企業組織を統括する経営者は、常に健康維持に気を配らなくてはいけません。身体の健康はもちろんですが、精神面での健康は「企業の伸び」に大きく影響を与えるようです。今回の無料メルマガ『致知出版社の「人間力メルマガ」』では、ユニ・チャーム創業者・高原慶一郎さんが語った、経営者にとって重要な「4つのスタンス」と、ケアすべき「4つの病」を紹介しています。
人間がかかる4つの病
ユニ・チャームを創業し、日本を代表する日用品メーカーに育てた高原慶一郎氏。いまから約15年前に『致知』にご登場いただいた際、大変興味深いお話をしてくださいました。

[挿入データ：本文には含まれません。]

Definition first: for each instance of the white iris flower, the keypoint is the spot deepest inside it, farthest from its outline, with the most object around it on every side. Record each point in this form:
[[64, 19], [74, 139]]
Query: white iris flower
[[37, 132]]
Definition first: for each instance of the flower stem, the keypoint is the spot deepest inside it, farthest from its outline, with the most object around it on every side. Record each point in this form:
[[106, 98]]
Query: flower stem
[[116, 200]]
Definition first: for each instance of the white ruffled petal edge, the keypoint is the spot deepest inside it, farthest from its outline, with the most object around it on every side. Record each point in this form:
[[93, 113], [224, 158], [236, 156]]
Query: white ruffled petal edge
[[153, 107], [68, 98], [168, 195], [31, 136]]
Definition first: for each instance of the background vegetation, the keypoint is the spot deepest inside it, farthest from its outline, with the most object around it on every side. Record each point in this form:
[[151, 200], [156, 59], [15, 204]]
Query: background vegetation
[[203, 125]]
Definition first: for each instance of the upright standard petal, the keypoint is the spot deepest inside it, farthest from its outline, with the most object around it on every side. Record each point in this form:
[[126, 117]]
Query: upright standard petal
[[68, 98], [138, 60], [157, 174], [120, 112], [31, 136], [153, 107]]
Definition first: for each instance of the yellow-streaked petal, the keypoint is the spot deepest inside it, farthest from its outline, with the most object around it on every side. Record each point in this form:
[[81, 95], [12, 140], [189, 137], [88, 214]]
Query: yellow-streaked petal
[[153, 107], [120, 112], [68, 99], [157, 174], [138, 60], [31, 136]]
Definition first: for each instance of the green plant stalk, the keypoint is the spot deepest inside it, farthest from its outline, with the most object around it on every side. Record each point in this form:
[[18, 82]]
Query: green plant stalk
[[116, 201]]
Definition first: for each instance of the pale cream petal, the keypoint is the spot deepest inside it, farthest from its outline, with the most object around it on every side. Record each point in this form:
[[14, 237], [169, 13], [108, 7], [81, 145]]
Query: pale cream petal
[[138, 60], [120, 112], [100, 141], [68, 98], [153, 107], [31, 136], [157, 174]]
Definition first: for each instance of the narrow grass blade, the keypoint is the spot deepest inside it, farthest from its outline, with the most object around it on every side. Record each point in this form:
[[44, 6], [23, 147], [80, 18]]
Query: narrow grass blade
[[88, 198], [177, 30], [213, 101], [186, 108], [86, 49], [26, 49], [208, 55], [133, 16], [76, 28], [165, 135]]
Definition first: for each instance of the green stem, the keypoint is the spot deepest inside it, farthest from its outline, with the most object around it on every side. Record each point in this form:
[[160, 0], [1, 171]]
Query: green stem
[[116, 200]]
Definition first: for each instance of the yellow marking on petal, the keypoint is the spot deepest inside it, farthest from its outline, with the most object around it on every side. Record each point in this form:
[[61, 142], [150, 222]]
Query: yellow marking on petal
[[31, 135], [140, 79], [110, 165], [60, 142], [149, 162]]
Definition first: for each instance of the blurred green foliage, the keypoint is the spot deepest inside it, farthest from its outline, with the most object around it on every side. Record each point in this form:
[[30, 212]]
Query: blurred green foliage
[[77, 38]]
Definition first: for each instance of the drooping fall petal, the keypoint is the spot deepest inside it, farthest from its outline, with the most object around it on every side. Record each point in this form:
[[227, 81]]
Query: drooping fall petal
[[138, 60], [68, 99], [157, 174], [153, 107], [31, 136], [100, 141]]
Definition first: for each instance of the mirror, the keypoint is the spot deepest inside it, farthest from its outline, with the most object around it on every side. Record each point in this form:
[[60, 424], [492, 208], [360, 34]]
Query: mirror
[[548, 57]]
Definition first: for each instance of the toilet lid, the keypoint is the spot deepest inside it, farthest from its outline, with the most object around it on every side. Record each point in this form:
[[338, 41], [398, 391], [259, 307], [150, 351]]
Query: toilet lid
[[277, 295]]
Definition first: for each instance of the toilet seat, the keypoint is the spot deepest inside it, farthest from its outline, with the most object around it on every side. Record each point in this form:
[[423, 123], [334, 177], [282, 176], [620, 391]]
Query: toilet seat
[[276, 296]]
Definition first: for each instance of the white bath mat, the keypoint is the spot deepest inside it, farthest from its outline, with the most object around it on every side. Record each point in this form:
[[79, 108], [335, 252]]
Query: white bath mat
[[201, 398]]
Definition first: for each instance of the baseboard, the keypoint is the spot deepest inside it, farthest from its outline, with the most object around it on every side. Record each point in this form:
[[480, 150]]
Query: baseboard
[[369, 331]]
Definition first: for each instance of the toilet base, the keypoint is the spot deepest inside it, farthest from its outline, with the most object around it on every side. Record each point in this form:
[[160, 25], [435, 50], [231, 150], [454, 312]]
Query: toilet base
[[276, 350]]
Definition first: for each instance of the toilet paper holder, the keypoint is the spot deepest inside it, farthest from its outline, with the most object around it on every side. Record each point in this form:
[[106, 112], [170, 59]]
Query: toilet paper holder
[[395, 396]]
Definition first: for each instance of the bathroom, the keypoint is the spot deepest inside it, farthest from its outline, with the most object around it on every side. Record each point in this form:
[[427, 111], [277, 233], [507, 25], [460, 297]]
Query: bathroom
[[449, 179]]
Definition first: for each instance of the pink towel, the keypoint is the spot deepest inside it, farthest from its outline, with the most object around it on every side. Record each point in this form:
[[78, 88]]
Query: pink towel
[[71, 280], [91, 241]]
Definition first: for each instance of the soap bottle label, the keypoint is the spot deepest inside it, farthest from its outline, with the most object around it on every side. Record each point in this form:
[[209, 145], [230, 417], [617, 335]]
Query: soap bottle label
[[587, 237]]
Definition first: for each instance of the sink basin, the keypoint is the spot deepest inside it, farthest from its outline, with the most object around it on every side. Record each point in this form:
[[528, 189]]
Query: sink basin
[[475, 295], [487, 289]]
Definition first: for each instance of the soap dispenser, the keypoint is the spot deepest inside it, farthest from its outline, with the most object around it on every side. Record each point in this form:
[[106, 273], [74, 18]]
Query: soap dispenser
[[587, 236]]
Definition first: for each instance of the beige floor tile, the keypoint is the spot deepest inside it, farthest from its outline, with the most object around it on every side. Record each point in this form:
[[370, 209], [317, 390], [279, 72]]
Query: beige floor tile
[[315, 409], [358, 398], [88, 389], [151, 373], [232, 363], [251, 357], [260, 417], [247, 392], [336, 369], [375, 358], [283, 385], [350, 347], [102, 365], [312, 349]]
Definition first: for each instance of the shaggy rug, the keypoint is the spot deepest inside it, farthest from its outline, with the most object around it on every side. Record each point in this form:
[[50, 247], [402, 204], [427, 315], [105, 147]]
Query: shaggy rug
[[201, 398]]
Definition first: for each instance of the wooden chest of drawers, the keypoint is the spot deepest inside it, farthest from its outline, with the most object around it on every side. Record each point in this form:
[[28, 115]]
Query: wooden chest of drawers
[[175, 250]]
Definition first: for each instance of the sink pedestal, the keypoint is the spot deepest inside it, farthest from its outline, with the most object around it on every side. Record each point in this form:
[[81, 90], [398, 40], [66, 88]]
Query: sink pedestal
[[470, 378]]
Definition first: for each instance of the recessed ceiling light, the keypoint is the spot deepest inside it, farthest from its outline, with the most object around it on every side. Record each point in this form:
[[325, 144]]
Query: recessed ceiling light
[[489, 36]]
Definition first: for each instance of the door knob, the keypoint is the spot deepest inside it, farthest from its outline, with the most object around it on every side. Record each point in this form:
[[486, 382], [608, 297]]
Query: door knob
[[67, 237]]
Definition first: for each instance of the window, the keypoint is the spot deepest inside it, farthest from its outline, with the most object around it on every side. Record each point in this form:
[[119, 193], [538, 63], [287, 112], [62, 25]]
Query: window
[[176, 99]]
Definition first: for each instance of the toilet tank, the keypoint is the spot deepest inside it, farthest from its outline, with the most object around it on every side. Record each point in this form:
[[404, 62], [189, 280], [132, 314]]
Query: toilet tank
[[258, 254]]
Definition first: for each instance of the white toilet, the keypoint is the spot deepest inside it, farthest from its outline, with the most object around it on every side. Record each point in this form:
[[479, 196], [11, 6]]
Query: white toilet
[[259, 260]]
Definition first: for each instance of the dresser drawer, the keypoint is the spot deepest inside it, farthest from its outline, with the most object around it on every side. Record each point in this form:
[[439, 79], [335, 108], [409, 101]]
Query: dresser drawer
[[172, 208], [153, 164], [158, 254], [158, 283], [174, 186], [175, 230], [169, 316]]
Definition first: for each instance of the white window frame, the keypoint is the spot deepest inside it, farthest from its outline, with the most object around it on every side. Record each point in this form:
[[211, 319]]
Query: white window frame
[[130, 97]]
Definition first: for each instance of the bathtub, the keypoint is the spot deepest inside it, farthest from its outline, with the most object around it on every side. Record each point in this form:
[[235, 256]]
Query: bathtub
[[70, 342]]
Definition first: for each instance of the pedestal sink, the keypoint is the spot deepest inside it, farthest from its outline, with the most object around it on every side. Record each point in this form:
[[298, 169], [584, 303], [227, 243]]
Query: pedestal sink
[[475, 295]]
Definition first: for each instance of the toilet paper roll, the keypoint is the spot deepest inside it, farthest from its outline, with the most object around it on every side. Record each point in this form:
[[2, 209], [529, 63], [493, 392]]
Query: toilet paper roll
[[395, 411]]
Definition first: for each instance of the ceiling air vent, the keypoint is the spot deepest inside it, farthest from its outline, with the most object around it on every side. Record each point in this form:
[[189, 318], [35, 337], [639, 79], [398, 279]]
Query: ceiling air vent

「経営者に求められる4つのスタンス」、そして、「人間がかかる4つの病」とは?
社内の信頼感を高めるには、とにかく一人ひとりの社員と報告、連絡、相談、つまり「報・連・相」でコミュニケーションを取り続けることです。基本中の基本ですが、こういったことを愚直に実行していくことが一番じゃないかと思いますね。
結局どんな大きな企業ももともとは中小企業、もっと言えばスタートは一人なんですよ。人もいない、物もない、カネもないという状況から始まります。
そこから大きくなる企業もあれば、中小零細のまま終わる企業もある。その違いは何かと私なりに考えてみると、やはり経営者の器、資質に拠るところが大きいと思います。
よく言いますでしょう、企業はトップ以上に大きくならないと。やはり自分を中心にした小成に甘んじる経営者は伸びない、ということは言えると思います。
それを防ぐためには、まず経営は一人ではできないと自覚して、人、商品、資金という経営資源の構築力に優れた人材をどんどん起用する。若い人も年配の人も織り交ぜながら、二人三脚経営、あるいは三人寄れば文殊の知恵経営が望ましいと思います。
いくら組織を整えても、やはり経営者自身が高い志を持ち続けていないと難しい。これは私の人生観にも繋がるものですが、トップが
「一生勉強、一生危機感、一生青春、一生情熱」
という4つのスタンスを身につけているか。そういう生き方を貫いて、示していくことが大切です。
ただ人間は放っておくと心が病気になるんです。症状には4つあって、一つ目は「自惚れ」、二つ目に「驕り」、三つ目に「マンネリ」、そしてベースにあるのは「甘え」ではないかと思います。
失敗している経営者は必ずこの心の生活習慣病にかかっていますから、絶えず自制していかなければならないということです。